With regard to a uniform fiduciary standard, we should not attempt to paint every advisor with a fiduciary brush. Nor should we make the mistake of thinking that an advisor who has passed a written examination on fiduciary responsibility is willing and competent to judge wisely and objectively (to be of good character). We should not attempt to make a fiduciary standard uniform. To the contrary, “fiduciary” should be a standard awarded only to those advisors who have demonstrated good character and professional competence.

Winston Churchill is the source of many of the quotes we use in our training at West Point. One of my favorites: “Courage is rightly considered the foremost of the virtues, for upon it, all others depend.”

Most of the men and women I meet in our industry are of good character and are committed to lifelong learning and honing the skills of the profession. However, with regard to being courageous, I think we have a significant shortfall.

There is now a famous quote circulating through leadership circles: “The standard you walk by is the standard you accept.” The quote is from a commanding general of the Australian army, who was criticizing his troops for inappropriate behavior—those involved with the unethical behavior, as well as those who knew of the behavior and did nothing about it.

How many times this month have you turned a blind eye—walked by—unethical or illegal behavior?

Courage also means being honest about the nature of your work. Churchill also said, “Each night before I go to bed, I try myself by court-martial to see if I have done something really effective during the day—I don’t mean merely pawing the ground, anyone can go through the motions, but something really effective.”

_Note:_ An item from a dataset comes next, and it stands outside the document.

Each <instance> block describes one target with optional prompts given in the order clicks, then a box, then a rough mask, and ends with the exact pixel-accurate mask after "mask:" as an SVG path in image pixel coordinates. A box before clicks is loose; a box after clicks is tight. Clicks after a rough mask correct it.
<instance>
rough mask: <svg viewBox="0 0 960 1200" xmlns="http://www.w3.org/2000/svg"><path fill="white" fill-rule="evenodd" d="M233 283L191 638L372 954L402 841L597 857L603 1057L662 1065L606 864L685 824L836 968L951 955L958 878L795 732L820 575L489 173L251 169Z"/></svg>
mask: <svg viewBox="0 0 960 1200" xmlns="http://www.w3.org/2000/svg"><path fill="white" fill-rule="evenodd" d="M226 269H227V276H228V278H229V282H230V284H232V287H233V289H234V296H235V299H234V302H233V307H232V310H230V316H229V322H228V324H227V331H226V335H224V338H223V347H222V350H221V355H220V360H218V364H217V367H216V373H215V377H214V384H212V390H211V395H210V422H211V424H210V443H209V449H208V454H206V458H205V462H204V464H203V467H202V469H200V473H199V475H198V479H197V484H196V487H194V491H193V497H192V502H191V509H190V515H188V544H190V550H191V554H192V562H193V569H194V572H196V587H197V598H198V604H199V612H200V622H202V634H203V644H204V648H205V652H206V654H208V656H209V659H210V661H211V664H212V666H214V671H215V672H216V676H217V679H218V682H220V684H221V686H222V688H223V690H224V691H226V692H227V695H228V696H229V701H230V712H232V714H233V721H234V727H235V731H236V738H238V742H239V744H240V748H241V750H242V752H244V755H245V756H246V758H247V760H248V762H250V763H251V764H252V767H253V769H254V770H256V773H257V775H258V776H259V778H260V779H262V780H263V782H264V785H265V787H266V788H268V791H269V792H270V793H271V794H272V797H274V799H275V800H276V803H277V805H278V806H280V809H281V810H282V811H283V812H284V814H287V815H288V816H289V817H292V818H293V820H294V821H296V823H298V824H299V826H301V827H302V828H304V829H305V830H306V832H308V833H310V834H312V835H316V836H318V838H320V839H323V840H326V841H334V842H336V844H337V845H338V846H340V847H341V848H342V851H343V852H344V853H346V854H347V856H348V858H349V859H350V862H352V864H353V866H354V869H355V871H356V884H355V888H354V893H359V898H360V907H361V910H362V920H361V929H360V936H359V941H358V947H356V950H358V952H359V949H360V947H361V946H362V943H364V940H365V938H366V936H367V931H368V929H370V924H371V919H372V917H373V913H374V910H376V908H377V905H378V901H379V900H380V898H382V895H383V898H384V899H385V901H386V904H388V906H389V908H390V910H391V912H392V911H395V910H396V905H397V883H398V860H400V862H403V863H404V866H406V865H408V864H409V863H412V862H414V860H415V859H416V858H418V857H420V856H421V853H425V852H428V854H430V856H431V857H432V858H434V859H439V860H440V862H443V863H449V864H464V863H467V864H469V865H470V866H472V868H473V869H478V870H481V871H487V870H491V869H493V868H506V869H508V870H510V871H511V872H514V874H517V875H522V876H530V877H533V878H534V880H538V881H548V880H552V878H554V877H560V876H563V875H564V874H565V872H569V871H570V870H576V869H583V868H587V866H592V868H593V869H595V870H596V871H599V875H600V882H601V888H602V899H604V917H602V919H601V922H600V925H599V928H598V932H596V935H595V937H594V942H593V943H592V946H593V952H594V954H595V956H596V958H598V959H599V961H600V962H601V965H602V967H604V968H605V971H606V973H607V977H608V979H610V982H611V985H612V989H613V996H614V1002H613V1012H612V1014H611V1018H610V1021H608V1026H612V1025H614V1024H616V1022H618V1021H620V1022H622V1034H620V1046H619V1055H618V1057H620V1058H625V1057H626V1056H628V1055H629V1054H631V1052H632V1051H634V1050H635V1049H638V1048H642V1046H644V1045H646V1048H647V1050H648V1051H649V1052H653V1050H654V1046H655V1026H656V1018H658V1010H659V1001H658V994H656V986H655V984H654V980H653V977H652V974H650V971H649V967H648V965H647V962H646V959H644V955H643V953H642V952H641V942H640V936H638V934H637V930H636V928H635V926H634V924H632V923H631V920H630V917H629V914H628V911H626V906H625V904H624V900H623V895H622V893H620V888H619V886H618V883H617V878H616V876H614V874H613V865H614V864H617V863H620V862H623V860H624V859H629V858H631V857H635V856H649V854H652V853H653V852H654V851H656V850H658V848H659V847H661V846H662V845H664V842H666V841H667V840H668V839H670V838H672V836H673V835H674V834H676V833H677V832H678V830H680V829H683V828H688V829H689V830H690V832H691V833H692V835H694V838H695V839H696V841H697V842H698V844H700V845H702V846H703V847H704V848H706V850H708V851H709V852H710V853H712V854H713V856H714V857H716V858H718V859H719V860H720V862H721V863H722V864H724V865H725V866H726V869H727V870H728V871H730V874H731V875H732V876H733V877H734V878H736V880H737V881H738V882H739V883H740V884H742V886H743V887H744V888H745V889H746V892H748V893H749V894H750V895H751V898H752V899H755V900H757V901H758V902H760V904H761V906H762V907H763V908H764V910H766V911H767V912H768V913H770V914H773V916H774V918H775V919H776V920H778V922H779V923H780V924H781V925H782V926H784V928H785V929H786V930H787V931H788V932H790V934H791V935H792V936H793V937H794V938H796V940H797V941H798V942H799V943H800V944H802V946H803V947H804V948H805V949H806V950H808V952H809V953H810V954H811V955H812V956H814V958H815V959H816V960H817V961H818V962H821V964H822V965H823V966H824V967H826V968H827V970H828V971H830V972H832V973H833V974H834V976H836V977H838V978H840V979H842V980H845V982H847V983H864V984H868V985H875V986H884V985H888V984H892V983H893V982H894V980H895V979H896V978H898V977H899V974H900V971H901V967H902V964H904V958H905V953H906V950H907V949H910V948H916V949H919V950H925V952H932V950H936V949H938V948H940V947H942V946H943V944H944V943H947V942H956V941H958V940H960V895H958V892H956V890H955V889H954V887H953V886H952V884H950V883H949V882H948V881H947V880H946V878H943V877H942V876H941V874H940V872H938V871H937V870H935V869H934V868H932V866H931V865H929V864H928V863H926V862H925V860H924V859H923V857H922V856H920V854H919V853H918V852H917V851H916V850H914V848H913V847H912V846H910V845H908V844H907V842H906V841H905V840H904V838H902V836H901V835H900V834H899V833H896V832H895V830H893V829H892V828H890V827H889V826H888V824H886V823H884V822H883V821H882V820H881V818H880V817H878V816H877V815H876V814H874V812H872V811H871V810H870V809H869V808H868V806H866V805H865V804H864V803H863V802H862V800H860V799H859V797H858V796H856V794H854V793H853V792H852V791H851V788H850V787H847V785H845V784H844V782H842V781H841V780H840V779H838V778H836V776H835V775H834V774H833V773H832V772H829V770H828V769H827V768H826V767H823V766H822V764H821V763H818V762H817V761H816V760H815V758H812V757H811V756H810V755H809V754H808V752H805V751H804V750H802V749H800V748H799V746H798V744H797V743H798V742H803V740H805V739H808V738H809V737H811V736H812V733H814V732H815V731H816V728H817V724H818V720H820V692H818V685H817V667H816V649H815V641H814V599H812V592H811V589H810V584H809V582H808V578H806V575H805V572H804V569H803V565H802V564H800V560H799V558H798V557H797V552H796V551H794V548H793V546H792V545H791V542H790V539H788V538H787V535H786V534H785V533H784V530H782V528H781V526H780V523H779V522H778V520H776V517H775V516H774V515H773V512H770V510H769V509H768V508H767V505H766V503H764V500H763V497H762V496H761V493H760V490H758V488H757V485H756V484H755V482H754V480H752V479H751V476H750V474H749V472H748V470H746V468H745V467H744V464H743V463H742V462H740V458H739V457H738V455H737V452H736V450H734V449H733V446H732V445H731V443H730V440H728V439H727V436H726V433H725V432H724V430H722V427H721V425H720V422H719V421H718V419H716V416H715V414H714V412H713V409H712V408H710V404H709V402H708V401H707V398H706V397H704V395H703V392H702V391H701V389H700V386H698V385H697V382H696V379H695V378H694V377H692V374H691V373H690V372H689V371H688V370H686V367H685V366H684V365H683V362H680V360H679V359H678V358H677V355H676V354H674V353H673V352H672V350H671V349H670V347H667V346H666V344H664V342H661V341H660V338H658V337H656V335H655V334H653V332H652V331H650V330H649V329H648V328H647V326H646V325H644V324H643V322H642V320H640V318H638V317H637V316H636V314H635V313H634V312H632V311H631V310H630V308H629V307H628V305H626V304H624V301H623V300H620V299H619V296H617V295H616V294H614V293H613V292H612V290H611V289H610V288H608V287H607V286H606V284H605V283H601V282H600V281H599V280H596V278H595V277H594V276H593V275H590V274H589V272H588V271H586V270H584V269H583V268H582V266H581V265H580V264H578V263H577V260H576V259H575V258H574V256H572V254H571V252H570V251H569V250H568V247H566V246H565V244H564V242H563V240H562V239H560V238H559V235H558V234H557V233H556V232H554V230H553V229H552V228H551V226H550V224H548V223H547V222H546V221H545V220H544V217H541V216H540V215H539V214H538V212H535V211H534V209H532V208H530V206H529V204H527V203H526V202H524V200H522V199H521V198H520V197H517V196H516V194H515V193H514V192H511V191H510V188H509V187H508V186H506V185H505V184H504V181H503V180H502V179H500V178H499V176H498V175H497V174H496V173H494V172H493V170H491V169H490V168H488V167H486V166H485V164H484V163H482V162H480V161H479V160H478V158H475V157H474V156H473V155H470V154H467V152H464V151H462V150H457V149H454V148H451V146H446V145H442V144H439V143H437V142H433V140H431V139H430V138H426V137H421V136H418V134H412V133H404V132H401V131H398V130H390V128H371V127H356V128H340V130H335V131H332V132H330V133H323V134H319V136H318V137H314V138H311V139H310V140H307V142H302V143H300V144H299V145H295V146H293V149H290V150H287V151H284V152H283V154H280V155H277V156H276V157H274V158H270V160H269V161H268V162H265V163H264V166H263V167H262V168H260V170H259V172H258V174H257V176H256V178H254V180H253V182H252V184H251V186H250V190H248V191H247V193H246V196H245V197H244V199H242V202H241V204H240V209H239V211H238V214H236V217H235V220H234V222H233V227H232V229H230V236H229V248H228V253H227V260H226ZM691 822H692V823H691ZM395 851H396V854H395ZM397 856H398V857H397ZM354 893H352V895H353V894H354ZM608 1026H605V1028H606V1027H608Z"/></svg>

If you have never considered yourself as a leader in the lives of your clients, it’s going to take courage to get comfortable with that concept. There is awesome responsibility when you take on a leadership role, and you have to work at it every single day. Leadership denotes responsibility—in its breadth and scope. Such responsibility dwarfs azfiduciary standard of care.

In summary, leadership is the ability to inspire others. In the financial services industry, those financial advisors who succeed over the long term have learned how to inspire clients, staff, peers and service providers. There is a continuum of character, competence and courage. No matter how or when you connect with an inspiring advisor, you’ll find a consistency between what they say and what they do, and they do it 24/7. Inspiring advisors have made the conscious decision to be leaders and stewards in the lives of their clients.

Donald B. Trone, GFS, is the president of the newly constituted Leadership Center for Investment Stewards, and is the founder and CEO/Chief Ethos Officer of 3ethos. He is the former director of the Institute for Leadership at the U.S. Coast Guard Academy; founder of the Foundation for Fiduciary Studies; and the principal founder of fi360.